Yeah, and our approach has been more open as of late with releasing tracks as we complete them and we’re just dropping those songs for our fans to have something new to identify with on this tour, and just so people can have them. We really want them to hear the new music and we’ve got some really good stuff in store for this latest album. And, we feel like releasing these songs is not pushing it too hard and we really do it for our fans. As far as the production on the record, Eric Palmquist produced it, and he lives in East LA.
You have known each other for quite awhile, since Middle School, I believe? What are some of the weird touring habits each of you have that fans may be surprised to hear?
Oh man, there really are so many. The funny thing for us is how many inside jokes we have. And, for all of us we think it’s funny enough to put some of these on social media, but our fans may not get it since it truly is an “inside joke.” Um, Matt snores a lot. Let’s see, I’m a night time shower person.

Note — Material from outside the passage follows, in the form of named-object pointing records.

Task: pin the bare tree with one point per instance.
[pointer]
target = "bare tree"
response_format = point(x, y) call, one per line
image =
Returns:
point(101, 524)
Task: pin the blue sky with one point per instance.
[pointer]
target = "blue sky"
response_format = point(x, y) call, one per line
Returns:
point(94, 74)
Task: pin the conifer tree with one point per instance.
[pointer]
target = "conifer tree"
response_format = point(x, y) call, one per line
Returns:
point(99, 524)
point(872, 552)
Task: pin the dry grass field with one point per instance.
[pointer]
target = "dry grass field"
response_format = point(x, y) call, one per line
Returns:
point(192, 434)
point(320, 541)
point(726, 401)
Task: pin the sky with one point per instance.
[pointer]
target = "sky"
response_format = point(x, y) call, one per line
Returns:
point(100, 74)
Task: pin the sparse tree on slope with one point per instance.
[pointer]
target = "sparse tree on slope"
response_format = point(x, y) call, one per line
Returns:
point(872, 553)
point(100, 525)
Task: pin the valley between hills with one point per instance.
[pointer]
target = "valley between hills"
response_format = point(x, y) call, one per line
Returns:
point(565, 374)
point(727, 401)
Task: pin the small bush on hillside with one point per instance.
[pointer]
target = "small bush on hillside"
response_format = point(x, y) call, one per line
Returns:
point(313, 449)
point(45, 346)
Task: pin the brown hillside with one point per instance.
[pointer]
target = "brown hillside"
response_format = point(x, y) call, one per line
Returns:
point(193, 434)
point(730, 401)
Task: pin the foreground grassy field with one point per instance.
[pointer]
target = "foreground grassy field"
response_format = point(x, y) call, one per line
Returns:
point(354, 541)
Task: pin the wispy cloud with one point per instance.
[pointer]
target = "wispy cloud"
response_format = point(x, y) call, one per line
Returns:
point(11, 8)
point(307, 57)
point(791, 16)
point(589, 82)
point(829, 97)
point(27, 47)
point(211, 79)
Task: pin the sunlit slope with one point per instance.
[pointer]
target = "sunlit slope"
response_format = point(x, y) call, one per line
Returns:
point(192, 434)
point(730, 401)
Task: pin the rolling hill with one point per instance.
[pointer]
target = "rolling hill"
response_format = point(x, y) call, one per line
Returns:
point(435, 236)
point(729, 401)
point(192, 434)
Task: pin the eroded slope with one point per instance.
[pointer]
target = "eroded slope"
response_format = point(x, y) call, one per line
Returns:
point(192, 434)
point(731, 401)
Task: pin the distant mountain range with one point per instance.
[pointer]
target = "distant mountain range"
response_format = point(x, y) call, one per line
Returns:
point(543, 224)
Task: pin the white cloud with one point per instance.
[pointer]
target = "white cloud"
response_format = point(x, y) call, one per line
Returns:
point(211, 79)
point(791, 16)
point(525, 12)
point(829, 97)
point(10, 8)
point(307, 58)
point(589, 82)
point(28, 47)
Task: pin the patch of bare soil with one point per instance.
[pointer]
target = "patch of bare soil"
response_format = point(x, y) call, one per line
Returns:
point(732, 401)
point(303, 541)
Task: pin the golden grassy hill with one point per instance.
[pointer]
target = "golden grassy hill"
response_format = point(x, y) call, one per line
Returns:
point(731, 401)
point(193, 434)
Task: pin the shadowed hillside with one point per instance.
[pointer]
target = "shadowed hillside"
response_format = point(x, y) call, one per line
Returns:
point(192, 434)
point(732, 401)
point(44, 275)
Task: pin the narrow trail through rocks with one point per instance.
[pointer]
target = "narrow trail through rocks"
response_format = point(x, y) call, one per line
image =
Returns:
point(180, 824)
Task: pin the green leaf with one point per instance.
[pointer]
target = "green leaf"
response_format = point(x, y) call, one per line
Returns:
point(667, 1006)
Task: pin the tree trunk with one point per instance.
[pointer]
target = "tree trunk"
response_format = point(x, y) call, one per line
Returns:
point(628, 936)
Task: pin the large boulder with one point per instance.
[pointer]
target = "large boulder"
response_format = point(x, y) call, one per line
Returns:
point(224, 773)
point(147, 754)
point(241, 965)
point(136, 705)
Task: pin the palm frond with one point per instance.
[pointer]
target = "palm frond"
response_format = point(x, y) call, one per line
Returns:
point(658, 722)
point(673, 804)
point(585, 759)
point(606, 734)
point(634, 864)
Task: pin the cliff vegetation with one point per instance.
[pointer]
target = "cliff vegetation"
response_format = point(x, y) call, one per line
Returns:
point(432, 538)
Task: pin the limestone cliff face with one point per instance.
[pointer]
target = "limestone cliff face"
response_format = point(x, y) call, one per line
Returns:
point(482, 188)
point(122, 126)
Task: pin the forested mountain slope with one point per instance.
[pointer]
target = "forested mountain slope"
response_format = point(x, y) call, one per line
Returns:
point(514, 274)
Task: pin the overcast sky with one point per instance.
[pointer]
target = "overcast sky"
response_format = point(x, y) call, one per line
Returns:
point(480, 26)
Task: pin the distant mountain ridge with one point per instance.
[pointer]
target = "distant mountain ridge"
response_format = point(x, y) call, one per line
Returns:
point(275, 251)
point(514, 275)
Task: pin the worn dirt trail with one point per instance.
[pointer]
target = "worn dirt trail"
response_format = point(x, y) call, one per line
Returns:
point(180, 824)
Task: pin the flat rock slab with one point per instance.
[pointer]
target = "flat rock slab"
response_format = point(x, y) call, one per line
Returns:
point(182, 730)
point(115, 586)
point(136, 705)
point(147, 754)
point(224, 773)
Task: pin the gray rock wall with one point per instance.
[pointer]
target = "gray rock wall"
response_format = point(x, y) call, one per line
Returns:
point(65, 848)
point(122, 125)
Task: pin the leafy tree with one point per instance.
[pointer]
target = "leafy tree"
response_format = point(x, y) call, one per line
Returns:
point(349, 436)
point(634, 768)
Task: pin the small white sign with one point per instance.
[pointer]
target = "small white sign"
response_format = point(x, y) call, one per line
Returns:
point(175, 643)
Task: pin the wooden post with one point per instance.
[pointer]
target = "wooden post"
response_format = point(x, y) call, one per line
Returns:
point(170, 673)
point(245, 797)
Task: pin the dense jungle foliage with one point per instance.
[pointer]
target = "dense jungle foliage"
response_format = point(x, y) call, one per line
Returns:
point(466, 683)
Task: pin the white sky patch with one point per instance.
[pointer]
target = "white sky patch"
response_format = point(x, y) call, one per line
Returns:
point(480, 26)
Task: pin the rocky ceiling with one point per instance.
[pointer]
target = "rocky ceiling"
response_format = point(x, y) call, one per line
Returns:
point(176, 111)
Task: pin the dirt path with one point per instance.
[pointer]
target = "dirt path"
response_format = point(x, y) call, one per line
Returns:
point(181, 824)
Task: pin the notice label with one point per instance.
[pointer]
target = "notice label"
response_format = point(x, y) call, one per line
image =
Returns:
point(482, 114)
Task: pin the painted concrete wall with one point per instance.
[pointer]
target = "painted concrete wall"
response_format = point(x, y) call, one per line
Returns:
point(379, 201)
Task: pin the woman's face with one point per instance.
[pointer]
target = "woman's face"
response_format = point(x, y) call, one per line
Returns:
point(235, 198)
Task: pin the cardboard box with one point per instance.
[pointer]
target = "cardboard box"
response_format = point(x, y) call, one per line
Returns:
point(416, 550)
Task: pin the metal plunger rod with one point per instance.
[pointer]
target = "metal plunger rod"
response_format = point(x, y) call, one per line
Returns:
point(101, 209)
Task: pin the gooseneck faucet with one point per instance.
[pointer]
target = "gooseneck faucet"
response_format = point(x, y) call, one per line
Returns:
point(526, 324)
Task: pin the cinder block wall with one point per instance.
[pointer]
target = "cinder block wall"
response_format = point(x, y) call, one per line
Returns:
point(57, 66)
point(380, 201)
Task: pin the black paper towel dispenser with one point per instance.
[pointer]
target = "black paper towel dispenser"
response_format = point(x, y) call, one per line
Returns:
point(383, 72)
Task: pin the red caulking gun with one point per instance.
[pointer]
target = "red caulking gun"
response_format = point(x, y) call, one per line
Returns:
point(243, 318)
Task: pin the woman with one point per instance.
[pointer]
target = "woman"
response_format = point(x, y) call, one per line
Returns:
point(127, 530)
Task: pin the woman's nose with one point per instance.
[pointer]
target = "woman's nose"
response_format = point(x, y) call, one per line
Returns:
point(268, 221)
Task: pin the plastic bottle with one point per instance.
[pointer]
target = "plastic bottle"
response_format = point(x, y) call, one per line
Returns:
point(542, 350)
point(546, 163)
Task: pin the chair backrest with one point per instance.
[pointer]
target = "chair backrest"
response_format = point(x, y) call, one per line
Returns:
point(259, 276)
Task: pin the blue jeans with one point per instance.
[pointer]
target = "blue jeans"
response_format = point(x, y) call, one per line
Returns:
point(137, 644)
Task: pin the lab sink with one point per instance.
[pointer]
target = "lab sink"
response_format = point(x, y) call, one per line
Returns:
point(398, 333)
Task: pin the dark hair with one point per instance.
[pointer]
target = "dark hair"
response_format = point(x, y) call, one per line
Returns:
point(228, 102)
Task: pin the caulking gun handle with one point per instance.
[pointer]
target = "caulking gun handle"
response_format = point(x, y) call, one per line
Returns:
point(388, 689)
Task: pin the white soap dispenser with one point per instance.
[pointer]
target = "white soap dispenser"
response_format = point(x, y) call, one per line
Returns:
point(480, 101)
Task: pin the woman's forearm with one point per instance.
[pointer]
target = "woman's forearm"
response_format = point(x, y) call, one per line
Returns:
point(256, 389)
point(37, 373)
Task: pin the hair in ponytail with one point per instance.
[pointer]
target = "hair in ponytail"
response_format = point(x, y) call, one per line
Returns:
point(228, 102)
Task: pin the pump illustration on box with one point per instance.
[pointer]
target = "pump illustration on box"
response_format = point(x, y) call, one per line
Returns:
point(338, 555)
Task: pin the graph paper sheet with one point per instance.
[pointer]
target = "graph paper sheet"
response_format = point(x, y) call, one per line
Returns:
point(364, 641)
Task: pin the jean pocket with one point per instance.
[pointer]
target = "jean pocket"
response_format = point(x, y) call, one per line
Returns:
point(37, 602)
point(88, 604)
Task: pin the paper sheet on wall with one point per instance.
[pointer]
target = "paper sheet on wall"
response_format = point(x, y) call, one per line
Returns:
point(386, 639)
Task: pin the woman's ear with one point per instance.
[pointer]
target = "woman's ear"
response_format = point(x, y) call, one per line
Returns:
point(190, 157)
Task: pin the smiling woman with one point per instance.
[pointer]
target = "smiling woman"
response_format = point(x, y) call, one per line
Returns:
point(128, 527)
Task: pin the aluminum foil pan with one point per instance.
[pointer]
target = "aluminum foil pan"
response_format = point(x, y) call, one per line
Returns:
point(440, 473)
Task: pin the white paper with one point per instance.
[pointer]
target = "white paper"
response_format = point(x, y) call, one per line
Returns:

Also, anything else you can think of over the years as you’ve developed as artists. For example, I’ve played in a few cover bands before and sometimes we’ll have a bad show where you just have to get through it to survive.
Well, the one thing that I’ve been really grateful for is we’ve never had a mass exodus where everyone just…leaves.
(Laughs) That’s good!
Because, we have played with bands before where that has happened to them. For example, there have been shows where some bands have played in a huge room and then just everyone just scatters and leaves. That’s my nightmare is having that happen to us. Luckily, we have been fortunate enough that it has never happened to us.
What artists, past or present, have most directly influenced your musical tastes and how have these artists influenced your songwriting?
Growing up, there have been a couple of artists that have put out things that are fast and emotional, everything from Blink-182, to Fairweather, and Saves the Day. And, other bands such as INXS, Depeche Mode, and Queen that have these great rockstars in them, such as U2. And then recently, there has been a lot of the great new hip-hop stuff that have really been breaking the format. For example, a lot of the huge ones such as J Cole, Miguel is a genius, and additionally Run the Jewels, I really like their aggressiveness found in their music. We are really drawn to artists that really make you stop and think.
Final question: What message would you have for young and aspiring artists looking for their “big break” in their career?
I’d say, it’s a lot of work, but it’s also very rewarding if you can keep at it. Also, if you’re able to write great songs, eventually someone will take notice.
Thank you, Travis for your time, and have a great show!